Kelis claims she was sampled on Beyoncé’s ‘RENAISSANCE’ without permission

'RENAISSANCE' track 'Energy' samples Kelis' 2003 song 'Milkshake'

Kelis has claimed that she was sampled on Beyoncé’s new album ‘RENAISSANCE‘ without granting permission.

The singer has alleged that her 2003 track ‘Milkshake’, which was written and produced by The Neptunes (Pharrell Williams and Chad Hugo), was sampled on a song called ‘Energy’.

According to the page source of Apple Music’s ‘RENAISSANCE listing, Williams and Hugo are credited as co-writers for ‘Energy’ but not Kelis.


Commenting on an Instagram post through the verified account for Kelis’ product line Bounty And Full, the musician said: “It’s not a collab it’s theft.”

“My mind is blown too because the level of disrespect and utter ignorance of all 3 parties involved is astounding,” Kelis wrote in another comment. “I heard about this the same way everyone else did. Nothing is ever as it seems, some of the people in this business have no soul or integrity and they have everyone fooled.”

She also responded to a social media user who said, “I always felt like Beyoncé really admire [sic] Kelis”, by writing: “admire is not the word.”

Beyoncé has not yet responded to Kelis’ claims. NME has reached out to representatives of both artists for comment.

After performing at the Suikerrock festival in Belgium last night (July 28), Kelis took to Instagram to expound on her perspective in a video statement. Explaining that her “real beef is not only with Beyoncé” because the two artists allegedly share a history together, she noted: “The issue is that not only are we … black female artists in an industry [where] there’s not that many of us, we’ve met each other, we know each other, we have mutual friends – it’s not hard, she can contact [me], right?”


Kelis then went on to address commenters that had claimed she was unaware of her own publishing rights, saying: “I know what I own and what I don’t own. I also know the lies that were told. I also know the things that were stolen: publishing was stolen, people were swindled out of rights – that happens all the time, especially back then…”

Kelis hit out at Williams and Hugo as “the real issue” in the situation, alleging that the former had antagonistic motives in clearing the sample for Beyoncé. She said: “Pharrell knows better. This is a direct hit at me [and] he does this stuff all the time… The reason I’m annoyed is because I know it was on purpose.
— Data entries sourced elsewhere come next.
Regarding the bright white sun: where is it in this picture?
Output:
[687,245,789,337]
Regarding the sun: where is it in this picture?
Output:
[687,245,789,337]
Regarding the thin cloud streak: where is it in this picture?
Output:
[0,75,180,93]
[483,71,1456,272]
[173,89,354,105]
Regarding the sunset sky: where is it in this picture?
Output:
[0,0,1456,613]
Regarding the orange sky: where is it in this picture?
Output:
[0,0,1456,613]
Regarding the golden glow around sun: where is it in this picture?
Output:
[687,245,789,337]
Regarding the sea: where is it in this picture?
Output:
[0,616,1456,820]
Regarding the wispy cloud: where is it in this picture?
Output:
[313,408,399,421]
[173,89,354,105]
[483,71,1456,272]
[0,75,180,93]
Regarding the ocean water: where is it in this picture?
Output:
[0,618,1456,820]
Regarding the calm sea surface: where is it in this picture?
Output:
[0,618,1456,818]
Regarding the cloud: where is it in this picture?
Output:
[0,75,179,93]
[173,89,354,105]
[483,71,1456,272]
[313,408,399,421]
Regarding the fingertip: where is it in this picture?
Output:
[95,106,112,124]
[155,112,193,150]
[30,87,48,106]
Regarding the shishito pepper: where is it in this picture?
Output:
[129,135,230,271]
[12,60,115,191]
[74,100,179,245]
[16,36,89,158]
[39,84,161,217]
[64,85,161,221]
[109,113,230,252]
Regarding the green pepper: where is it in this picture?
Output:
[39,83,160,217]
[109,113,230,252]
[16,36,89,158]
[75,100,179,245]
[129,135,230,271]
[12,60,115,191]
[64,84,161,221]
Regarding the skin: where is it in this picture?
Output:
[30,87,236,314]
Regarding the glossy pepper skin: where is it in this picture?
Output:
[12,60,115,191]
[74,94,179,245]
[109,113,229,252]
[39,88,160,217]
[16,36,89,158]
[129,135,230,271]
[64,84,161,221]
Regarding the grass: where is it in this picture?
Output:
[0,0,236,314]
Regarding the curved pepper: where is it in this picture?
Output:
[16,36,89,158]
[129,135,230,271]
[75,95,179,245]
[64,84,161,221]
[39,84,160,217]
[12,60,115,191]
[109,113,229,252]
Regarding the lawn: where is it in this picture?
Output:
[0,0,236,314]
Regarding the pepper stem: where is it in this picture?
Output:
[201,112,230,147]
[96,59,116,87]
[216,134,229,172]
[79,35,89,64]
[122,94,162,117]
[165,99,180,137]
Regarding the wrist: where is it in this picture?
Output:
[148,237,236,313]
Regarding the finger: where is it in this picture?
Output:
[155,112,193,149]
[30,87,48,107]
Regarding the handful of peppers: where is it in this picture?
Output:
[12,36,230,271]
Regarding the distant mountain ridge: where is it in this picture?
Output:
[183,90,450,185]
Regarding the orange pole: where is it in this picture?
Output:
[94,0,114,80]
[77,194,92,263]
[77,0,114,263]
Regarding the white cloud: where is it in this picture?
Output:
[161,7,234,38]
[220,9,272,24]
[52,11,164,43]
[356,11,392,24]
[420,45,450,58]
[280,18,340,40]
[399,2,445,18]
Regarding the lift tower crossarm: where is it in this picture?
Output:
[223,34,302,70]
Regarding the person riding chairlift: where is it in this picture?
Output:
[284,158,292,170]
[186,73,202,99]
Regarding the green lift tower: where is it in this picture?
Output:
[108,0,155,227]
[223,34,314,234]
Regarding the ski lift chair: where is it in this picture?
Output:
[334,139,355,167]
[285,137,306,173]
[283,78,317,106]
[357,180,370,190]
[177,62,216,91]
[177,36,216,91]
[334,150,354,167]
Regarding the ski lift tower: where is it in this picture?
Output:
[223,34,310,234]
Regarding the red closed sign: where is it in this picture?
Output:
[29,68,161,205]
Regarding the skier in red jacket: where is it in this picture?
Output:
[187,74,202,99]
This is not like some, ‘Oh, they were in the studio…’ No. No, this was an on-purpose, direct hit, which is very passive aggressive, it’s very petty, it’s very stupid…”

Kelis followed that statement up with a second video, wherein she made further allegations of “hypocrisy” and “nonsense” against Williams. “When I was signed to [Williams’ label, Star Trak], I had the same manager that he had, and he has writing credits on my records – all my singles, coincidentally – and he never wrote a song [or] a lyric,” she said.

Kelis then directed her ire back at Beyoncé, claiming that her narrative of female empowerment “only counts if you really do it – if you’re really living it and walking the walk”.

“The point is that there’s a lot of hypocrisy,” she continued, “and someone has to talk about it and bring it up. And it just so happens that I was thrown in this – it’s not like I look for it…

“Last night, I was posting on my Bounty And Full page, just doing my own thing, and I saw one of my fan pages and someone was like, ‘Oh, it’s a collaboration between Bey and Kelis.’ No, it’s not a collaboration – it’s called thievery, because the definition of ‘collaboration’ means that we are working together. There’s no working together if you are not even checking to see if everything’s cool. That’s a problem.”

NME has reached out to representatives of Pharrell Williams for comment.

Kelis. Credit: Getty

In a 2020 interview with The Guardian Kelis spoke out how she has allegedly not been properly compensated for her early work with The Neptunes.

“I thought it was a beautiful and pure, creative safe space, but it ended up not being that at all,” she said.

“I was told we were going to split the whole thing 33/33/33, which we didn’t do,” adding that she was “blatantly lied to and tricked” by “the Neptunes and their management and their lawyers and all that stuff”.

Kelis added that she doesn’t make any money from her first two albums, ‘Kaleidoscope’ (1999) and ‘Wanderland’ (2001), both of which were produced by The Neptunes.